Ombudswoman: Na pandemia, tudo muda muito rápido

Marina Amaral

Ombudswoman

Agradeço o convite e as boas vindas que vieram na edição passada – além do generoso perfil. Espero corresponder trazendo críticas, às vezes exigentes, mas sempre construtivas porque o mundo não está brincadeira e cobrir o que está acontecendo nessa pandemia no Brasil, em um momento em que a informação se prova crucial, é um grande desafio também para um jornal de estudantes. Nos veículos profissionais como a Agência Pública, onde trabalho, o volume de trabalho é cada vez maior. Tivemos que aumentar a produção sem perder a profundidade. E ganhar muita agilidade, o que vale para vocês, do JC, pensarem nas próximas edições.
Repararam como envelheceu rápido a edição de março?

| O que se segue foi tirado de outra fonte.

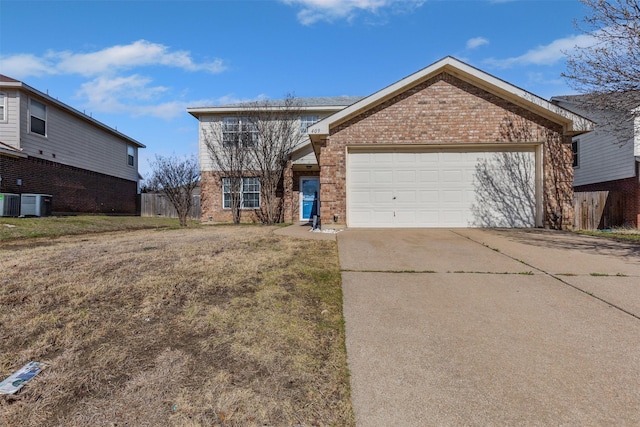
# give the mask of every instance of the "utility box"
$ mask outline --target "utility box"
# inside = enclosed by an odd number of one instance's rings
[[[23,194],[20,198],[20,215],[49,216],[52,199],[50,194]]]
[[[0,216],[20,216],[20,195],[0,193]]]

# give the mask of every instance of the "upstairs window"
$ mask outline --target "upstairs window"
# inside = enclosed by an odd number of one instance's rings
[[[222,145],[254,148],[258,145],[258,122],[248,117],[222,119]]]
[[[240,208],[260,208],[260,178],[222,178],[222,202],[224,209],[231,209],[231,180],[241,179]]]
[[[314,125],[320,117],[317,115],[300,116],[300,133],[306,134],[309,126]]]
[[[0,92],[0,122],[7,121],[7,95]]]
[[[131,145],[127,145],[127,164],[129,166],[134,166],[135,159],[136,159],[136,149],[133,148],[133,146]]]
[[[29,122],[31,133],[47,135],[47,106],[35,99],[29,103]]]

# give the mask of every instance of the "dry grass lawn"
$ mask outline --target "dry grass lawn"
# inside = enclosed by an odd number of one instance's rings
[[[335,242],[272,231],[0,242],[0,425],[353,425]]]

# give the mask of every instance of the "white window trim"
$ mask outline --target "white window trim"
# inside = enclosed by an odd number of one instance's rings
[[[129,154],[130,150],[133,154]],[[131,163],[129,163],[129,158],[131,158]],[[136,148],[133,145],[127,145],[127,166],[136,167]]]
[[[226,130],[225,127],[227,126],[227,121],[228,120],[235,120],[236,123],[234,123],[237,126],[236,130]],[[250,129],[249,126],[253,125],[255,126],[255,129]],[[222,131],[222,144],[229,144],[229,142],[225,141],[224,135],[225,133],[229,133],[229,134],[236,134],[238,135],[238,137],[233,138],[233,143],[236,144],[238,142],[240,142],[242,144],[242,147],[244,148],[255,148],[258,145],[258,127],[256,124],[252,124],[250,122],[250,120],[247,117],[238,117],[238,116],[227,116],[227,117],[223,117],[221,122],[220,122],[220,126],[221,126],[221,131]],[[245,127],[249,128],[249,129],[245,129]],[[247,141],[244,140],[244,138],[242,138],[242,136],[244,134],[251,134],[251,143],[248,144]],[[243,139],[242,141],[240,141],[240,139]]]
[[[38,132],[33,132],[31,130],[31,118],[33,117],[33,114],[31,113],[31,103],[33,101],[38,102],[38,103],[40,103],[40,104],[42,104],[44,106],[44,119],[41,119],[40,117],[36,117],[37,119],[44,120],[44,135],[41,134],[41,133],[38,133]],[[48,105],[45,104],[44,102],[42,102],[40,100],[37,100],[35,98],[29,98],[29,108],[28,108],[28,116],[29,116],[28,126],[29,127],[27,129],[28,133],[30,133],[32,135],[38,135],[39,137],[42,137],[42,138],[47,138],[48,137],[48,135],[49,135],[49,126],[48,126],[48,123],[49,123],[49,109],[47,107],[48,107]]]
[[[2,107],[2,116],[0,117],[0,123],[7,123],[9,121],[9,112],[7,111],[7,94],[5,92],[0,92],[0,107]]]
[[[575,144],[576,150],[573,151],[573,145]],[[571,141],[571,165],[574,169],[580,168],[580,139],[574,139]]]
[[[222,184],[222,209],[223,210],[231,210],[231,205],[229,204],[229,207],[226,207],[225,206],[225,201],[224,201],[224,195],[227,194],[224,191],[224,187],[225,187],[224,182],[227,179],[229,179],[229,178],[228,177],[222,178],[222,183],[221,183]],[[257,176],[245,176],[245,177],[242,177],[241,179],[242,179],[242,183],[240,185],[240,187],[241,187],[240,188],[240,209],[242,209],[242,210],[245,210],[245,209],[247,209],[247,210],[260,209],[260,207],[262,206],[262,197],[261,197],[261,191],[260,191],[260,178],[257,177]],[[258,191],[246,192],[247,194],[256,194],[256,193],[258,194],[258,205],[255,206],[255,207],[245,207],[244,206],[244,194],[245,194],[245,191],[244,191],[244,180],[245,179],[257,179],[258,180]]]

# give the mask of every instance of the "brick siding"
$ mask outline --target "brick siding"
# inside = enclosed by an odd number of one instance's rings
[[[0,192],[50,194],[59,213],[139,212],[138,183],[37,158],[0,156]],[[18,180],[22,185],[18,185]]]
[[[562,127],[447,73],[441,73],[334,129],[320,154],[323,225],[346,224],[346,152],[369,144],[540,143],[544,223],[573,223],[571,139]]]

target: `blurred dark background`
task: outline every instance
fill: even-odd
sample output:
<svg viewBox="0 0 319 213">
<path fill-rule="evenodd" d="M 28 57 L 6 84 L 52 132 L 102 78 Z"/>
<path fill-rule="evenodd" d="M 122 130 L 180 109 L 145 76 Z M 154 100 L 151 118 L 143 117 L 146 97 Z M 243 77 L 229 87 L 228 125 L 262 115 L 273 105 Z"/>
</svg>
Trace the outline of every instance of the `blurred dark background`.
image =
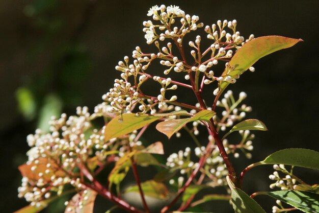
<svg viewBox="0 0 319 213">
<path fill-rule="evenodd" d="M 236 19 L 245 38 L 253 33 L 303 39 L 261 59 L 254 73 L 247 72 L 228 87 L 236 96 L 248 93 L 245 103 L 253 109 L 248 117 L 262 121 L 269 129 L 256 133 L 252 159 L 234 163 L 242 169 L 286 148 L 319 150 L 319 1 L 2 1 L 0 211 L 27 204 L 17 191 L 21 180 L 17 168 L 29 149 L 26 135 L 37 127 L 47 128 L 51 114 L 74 114 L 77 106 L 92 110 L 100 103 L 119 76 L 114 69 L 118 61 L 130 57 L 137 45 L 147 46 L 142 21 L 149 19 L 150 7 L 162 4 L 199 15 L 204 25 Z M 180 143 L 168 144 L 161 137 L 168 154 L 181 149 Z M 265 169 L 248 174 L 244 188 L 249 193 L 268 190 L 272 169 Z M 301 171 L 309 183 L 318 183 L 318 173 Z M 271 211 L 274 202 L 257 199 Z M 46 212 L 62 211 L 51 207 Z"/>
</svg>

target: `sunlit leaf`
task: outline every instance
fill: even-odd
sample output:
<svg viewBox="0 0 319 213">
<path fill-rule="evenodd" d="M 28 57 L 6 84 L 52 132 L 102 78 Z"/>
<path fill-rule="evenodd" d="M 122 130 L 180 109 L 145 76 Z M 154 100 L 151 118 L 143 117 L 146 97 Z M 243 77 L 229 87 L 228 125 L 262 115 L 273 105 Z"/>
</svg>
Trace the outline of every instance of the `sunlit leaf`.
<svg viewBox="0 0 319 213">
<path fill-rule="evenodd" d="M 179 111 L 174 111 L 174 112 L 169 112 L 167 113 L 155 113 L 153 115 L 153 116 L 160 116 L 160 117 L 168 117 L 169 116 L 173 115 L 192 115 L 192 114 L 190 114 L 186 110 L 179 110 Z"/>
<path fill-rule="evenodd" d="M 190 185 L 189 187 L 186 188 L 185 192 L 184 192 L 182 197 L 182 200 L 183 202 L 187 201 L 193 195 L 196 195 L 200 191 L 207 187 L 207 186 L 205 185 Z"/>
<path fill-rule="evenodd" d="M 129 133 L 160 119 L 161 117 L 148 115 L 136 116 L 134 113 L 118 115 L 105 126 L 104 140 L 108 141 L 114 137 Z M 119 122 L 119 119 L 123 119 L 123 122 Z"/>
<path fill-rule="evenodd" d="M 40 110 L 38 127 L 42 131 L 48 131 L 50 125 L 49 122 L 54 115 L 59 117 L 61 114 L 63 102 L 57 95 L 50 94 L 44 99 L 43 105 Z"/>
<path fill-rule="evenodd" d="M 215 112 L 208 110 L 203 110 L 194 116 L 188 119 L 174 119 L 159 123 L 156 128 L 160 132 L 166 134 L 170 138 L 188 123 L 195 121 L 204 121 L 207 122 L 215 115 Z"/>
<path fill-rule="evenodd" d="M 256 165 L 284 164 L 319 170 L 319 152 L 305 149 L 286 149 L 277 151 Z"/>
<path fill-rule="evenodd" d="M 254 199 L 235 186 L 229 176 L 226 176 L 231 190 L 231 202 L 235 213 L 266 213 Z"/>
<path fill-rule="evenodd" d="M 87 194 L 84 191 L 74 195 L 69 201 L 65 208 L 65 213 L 93 213 L 94 202 L 97 193 L 93 190 L 88 189 Z M 85 197 L 87 198 L 85 199 Z M 80 203 L 82 204 L 80 205 Z"/>
<path fill-rule="evenodd" d="M 227 74 L 225 70 L 223 76 L 241 75 L 260 58 L 280 50 L 293 46 L 301 39 L 278 36 L 259 37 L 247 42 L 233 56 L 229 61 L 234 69 Z M 220 84 L 220 94 L 229 84 L 225 81 Z"/>
<path fill-rule="evenodd" d="M 19 88 L 16 92 L 19 111 L 28 120 L 34 118 L 36 113 L 36 104 L 31 91 L 26 87 Z"/>
<path fill-rule="evenodd" d="M 130 167 L 130 158 L 137 153 L 136 151 L 126 153 L 115 162 L 113 169 L 109 175 L 109 187 L 111 188 L 113 183 L 119 184 L 125 178 Z"/>
<path fill-rule="evenodd" d="M 248 119 L 243 121 L 234 126 L 223 137 L 222 140 L 229 134 L 235 131 L 240 130 L 268 130 L 266 125 L 257 119 Z"/>
<path fill-rule="evenodd" d="M 169 191 L 166 186 L 161 182 L 153 180 L 148 180 L 141 183 L 141 186 L 145 195 L 165 200 L 169 195 Z M 134 185 L 128 188 L 125 193 L 136 192 L 139 193 L 138 185 Z"/>
<path fill-rule="evenodd" d="M 39 163 L 38 164 L 31 163 L 24 164 L 18 167 L 18 169 L 21 172 L 21 174 L 23 177 L 26 177 L 29 180 L 38 180 L 39 179 L 43 178 L 44 180 L 50 181 L 52 174 L 46 174 L 45 170 L 48 168 L 46 165 L 48 163 L 50 164 L 50 170 L 54 170 L 55 175 L 57 177 L 64 177 L 65 176 L 65 173 L 60 168 L 59 165 L 51 159 L 45 158 L 39 158 Z M 32 171 L 31 168 L 33 167 L 36 167 L 35 170 Z M 39 173 L 42 173 L 43 176 L 40 177 Z"/>
<path fill-rule="evenodd" d="M 307 213 L 319 212 L 319 195 L 297 191 L 263 192 L 267 195 Z"/>
<path fill-rule="evenodd" d="M 294 186 L 294 189 L 298 191 L 308 192 L 319 194 L 319 185 L 297 184 Z"/>
</svg>

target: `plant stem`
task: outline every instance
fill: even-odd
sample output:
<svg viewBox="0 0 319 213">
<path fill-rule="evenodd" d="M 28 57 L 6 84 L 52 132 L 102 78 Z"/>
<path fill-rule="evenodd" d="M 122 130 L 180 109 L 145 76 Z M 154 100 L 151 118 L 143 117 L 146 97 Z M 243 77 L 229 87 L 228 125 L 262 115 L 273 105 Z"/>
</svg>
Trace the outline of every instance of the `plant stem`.
<svg viewBox="0 0 319 213">
<path fill-rule="evenodd" d="M 88 184 L 85 183 L 83 183 L 83 184 L 86 185 L 89 188 L 95 191 L 100 195 L 108 200 L 110 200 L 115 204 L 116 204 L 120 208 L 123 208 L 124 210 L 131 213 L 143 213 L 142 211 L 136 208 L 136 207 L 131 206 L 128 203 L 126 202 L 124 200 L 114 196 L 110 192 L 109 192 L 105 187 L 103 186 L 94 177 L 91 175 L 90 172 L 82 164 L 78 164 L 79 168 L 81 170 L 82 172 L 85 176 L 91 181 L 92 183 L 91 184 Z"/>
<path fill-rule="evenodd" d="M 144 126 L 143 128 L 140 131 L 140 133 L 141 133 L 141 134 L 140 134 L 140 133 L 139 133 L 139 135 L 138 135 L 139 137 L 140 137 L 143 134 L 143 133 L 147 128 L 148 126 L 148 125 Z M 130 145 L 129 145 L 129 142 L 127 143 L 127 148 L 128 149 L 128 151 L 131 152 L 131 148 L 130 147 Z M 149 210 L 149 208 L 148 208 L 147 203 L 146 203 L 146 201 L 145 200 L 145 197 L 144 196 L 144 193 L 143 192 L 143 189 L 142 188 L 142 186 L 141 186 L 141 180 L 140 180 L 140 177 L 139 176 L 139 173 L 138 173 L 138 170 L 136 167 L 136 163 L 133 157 L 134 157 L 134 156 L 131 156 L 131 157 L 129 158 L 129 159 L 130 160 L 131 164 L 132 164 L 132 170 L 133 171 L 133 174 L 134 175 L 135 181 L 136 182 L 136 183 L 137 184 L 138 186 L 139 187 L 140 196 L 141 196 L 141 199 L 142 200 L 142 202 L 143 203 L 143 205 L 144 207 L 144 209 L 146 211 L 147 213 L 150 213 L 151 211 Z"/>
<path fill-rule="evenodd" d="M 249 170 L 250 170 L 251 169 L 255 167 L 256 167 L 259 165 L 262 165 L 262 163 L 261 163 L 260 162 L 258 162 L 257 163 L 251 164 L 250 165 L 249 165 L 249 166 L 245 168 L 244 170 L 242 171 L 242 173 L 241 173 L 241 176 L 240 177 L 240 178 L 239 178 L 239 185 L 241 187 L 242 185 L 243 185 L 243 179 L 246 172 L 247 172 L 248 171 L 249 171 Z"/>
</svg>

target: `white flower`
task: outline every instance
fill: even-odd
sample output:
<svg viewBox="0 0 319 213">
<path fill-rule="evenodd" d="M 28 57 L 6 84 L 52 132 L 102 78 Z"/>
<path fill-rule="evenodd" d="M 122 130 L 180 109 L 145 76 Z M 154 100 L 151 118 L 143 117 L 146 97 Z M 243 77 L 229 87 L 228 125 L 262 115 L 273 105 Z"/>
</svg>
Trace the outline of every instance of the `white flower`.
<svg viewBox="0 0 319 213">
<path fill-rule="evenodd" d="M 154 37 L 154 32 L 151 30 L 146 31 L 146 34 L 144 36 L 144 38 L 146 39 L 146 42 L 148 44 L 151 43 Z"/>
<path fill-rule="evenodd" d="M 198 67 L 198 69 L 199 69 L 199 71 L 200 72 L 205 72 L 206 71 L 206 66 L 204 64 L 201 64 L 200 66 L 199 66 L 199 67 Z"/>
<path fill-rule="evenodd" d="M 167 13 L 170 15 L 171 14 L 176 15 L 177 16 L 183 16 L 185 15 L 185 12 L 179 9 L 179 7 L 174 6 L 171 5 L 171 6 L 167 7 Z"/>
<path fill-rule="evenodd" d="M 148 11 L 148 13 L 147 13 L 147 15 L 148 16 L 151 16 L 153 15 L 157 15 L 157 10 L 161 10 L 161 8 L 158 7 L 158 6 L 155 5 L 154 6 L 152 7 L 149 9 Z"/>
</svg>

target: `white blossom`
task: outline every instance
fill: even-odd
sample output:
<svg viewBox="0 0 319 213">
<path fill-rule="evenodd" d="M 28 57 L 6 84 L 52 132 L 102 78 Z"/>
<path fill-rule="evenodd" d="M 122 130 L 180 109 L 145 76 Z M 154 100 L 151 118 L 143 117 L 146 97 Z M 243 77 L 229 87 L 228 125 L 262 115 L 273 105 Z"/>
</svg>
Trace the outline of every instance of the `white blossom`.
<svg viewBox="0 0 319 213">
<path fill-rule="evenodd" d="M 171 14 L 175 14 L 178 17 L 183 16 L 185 15 L 185 12 L 179 9 L 179 7 L 174 6 L 171 5 L 171 6 L 167 7 L 167 13 L 170 15 Z"/>
<path fill-rule="evenodd" d="M 154 32 L 151 30 L 146 31 L 146 34 L 144 36 L 144 38 L 146 39 L 146 42 L 148 44 L 150 43 L 153 40 L 154 37 Z"/>
<path fill-rule="evenodd" d="M 155 5 L 154 6 L 152 7 L 149 9 L 148 11 L 148 13 L 147 13 L 147 15 L 148 16 L 151 16 L 153 15 L 157 15 L 157 10 L 161 10 L 161 8 L 158 7 L 158 6 Z"/>
</svg>

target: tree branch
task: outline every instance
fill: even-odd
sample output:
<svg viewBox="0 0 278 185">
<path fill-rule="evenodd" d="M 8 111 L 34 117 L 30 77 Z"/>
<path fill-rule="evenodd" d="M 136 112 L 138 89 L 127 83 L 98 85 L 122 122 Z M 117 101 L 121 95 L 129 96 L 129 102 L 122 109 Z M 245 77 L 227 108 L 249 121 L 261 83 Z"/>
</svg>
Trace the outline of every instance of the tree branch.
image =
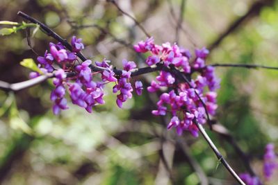
<svg viewBox="0 0 278 185">
<path fill-rule="evenodd" d="M 53 78 L 54 76 L 54 75 L 52 73 L 47 73 L 28 80 L 13 84 L 0 81 L 0 89 L 6 91 L 17 91 L 19 90 L 26 89 L 41 83 L 50 78 Z"/>
<path fill-rule="evenodd" d="M 278 70 L 277 67 L 268 67 L 263 66 L 260 64 L 209 64 L 209 66 L 215 67 L 242 67 L 242 68 L 247 68 L 247 69 L 274 69 Z"/>
<path fill-rule="evenodd" d="M 203 126 L 197 123 L 196 121 L 194 121 L 195 125 L 198 127 L 199 132 L 202 135 L 204 136 L 204 139 L 208 143 L 209 146 L 213 150 L 213 152 L 215 154 L 217 158 L 221 161 L 221 163 L 224 165 L 226 169 L 230 173 L 230 174 L 236 179 L 236 181 L 240 185 L 245 185 L 245 184 L 243 182 L 242 179 L 238 177 L 238 175 L 236 173 L 236 172 L 231 168 L 228 162 L 223 158 L 223 156 L 219 152 L 218 149 L 216 148 L 215 145 L 213 143 L 213 141 L 211 141 L 211 138 L 206 134 L 206 130 L 204 129 Z"/>
<path fill-rule="evenodd" d="M 120 11 L 123 15 L 126 15 L 127 17 L 129 17 L 129 18 L 131 18 L 134 22 L 135 24 L 142 30 L 142 31 L 145 33 L 145 35 L 146 35 L 146 36 L 147 37 L 150 37 L 151 35 L 146 31 L 146 30 L 144 28 L 143 26 L 142 26 L 142 25 L 140 24 L 140 22 L 138 22 L 136 19 L 135 19 L 133 17 L 132 17 L 131 15 L 130 15 L 129 14 L 128 14 L 127 12 L 124 12 L 120 6 L 119 5 L 116 3 L 116 1 L 115 0 L 107 0 L 108 2 L 111 2 L 117 8 L 117 10 L 119 10 L 119 11 Z"/>
<path fill-rule="evenodd" d="M 255 2 L 251 6 L 249 10 L 244 15 L 243 17 L 240 17 L 238 19 L 235 20 L 232 22 L 226 30 L 218 37 L 216 40 L 215 40 L 213 43 L 210 44 L 208 47 L 209 50 L 213 50 L 215 47 L 217 47 L 221 42 L 228 36 L 230 33 L 235 31 L 243 22 L 250 19 L 252 17 L 254 17 L 259 14 L 261 10 L 265 6 L 271 6 L 275 1 L 274 0 L 259 0 L 255 1 Z"/>
</svg>

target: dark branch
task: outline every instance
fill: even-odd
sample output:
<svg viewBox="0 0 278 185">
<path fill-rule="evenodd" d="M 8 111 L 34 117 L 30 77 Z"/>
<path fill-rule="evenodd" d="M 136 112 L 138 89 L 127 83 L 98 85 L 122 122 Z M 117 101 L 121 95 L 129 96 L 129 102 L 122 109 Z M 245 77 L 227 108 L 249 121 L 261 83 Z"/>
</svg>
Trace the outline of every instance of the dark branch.
<svg viewBox="0 0 278 185">
<path fill-rule="evenodd" d="M 206 130 L 204 129 L 203 126 L 197 123 L 196 121 L 194 121 L 194 123 L 198 127 L 199 132 L 201 132 L 202 135 L 204 136 L 204 139 L 208 143 L 209 146 L 213 150 L 214 153 L 215 154 L 217 158 L 221 161 L 221 163 L 224 165 L 226 169 L 230 173 L 230 174 L 237 180 L 237 182 L 241 185 L 245 185 L 245 184 L 240 179 L 238 175 L 236 173 L 236 172 L 231 168 L 229 166 L 228 162 L 223 158 L 223 156 L 219 152 L 218 149 L 216 148 L 215 144 L 213 143 L 213 141 L 211 141 L 211 138 L 206 134 Z"/>
<path fill-rule="evenodd" d="M 213 50 L 217 47 L 220 42 L 228 36 L 230 33 L 234 32 L 244 21 L 247 21 L 248 19 L 251 19 L 252 17 L 258 15 L 262 8 L 265 6 L 271 6 L 275 1 L 274 0 L 260 0 L 255 1 L 255 2 L 251 6 L 249 10 L 243 17 L 235 20 L 232 22 L 223 33 L 215 40 L 213 43 L 210 44 L 208 47 L 209 50 Z"/>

O coronavírus estava presente, desde a capa, mas ainda assim em um proporção bem menor do que imagino que será nessa próxima. Em um lugar tão rico em ideias, como a Universidade de São Paulo, vocês estão em posição privilegiada para discutir ciência – como fizeram bem nessa edição de março. Mas tudo é muito perecível e é preciso tomar cuidado para
evitar matérias com viés maior de opinião ou análise.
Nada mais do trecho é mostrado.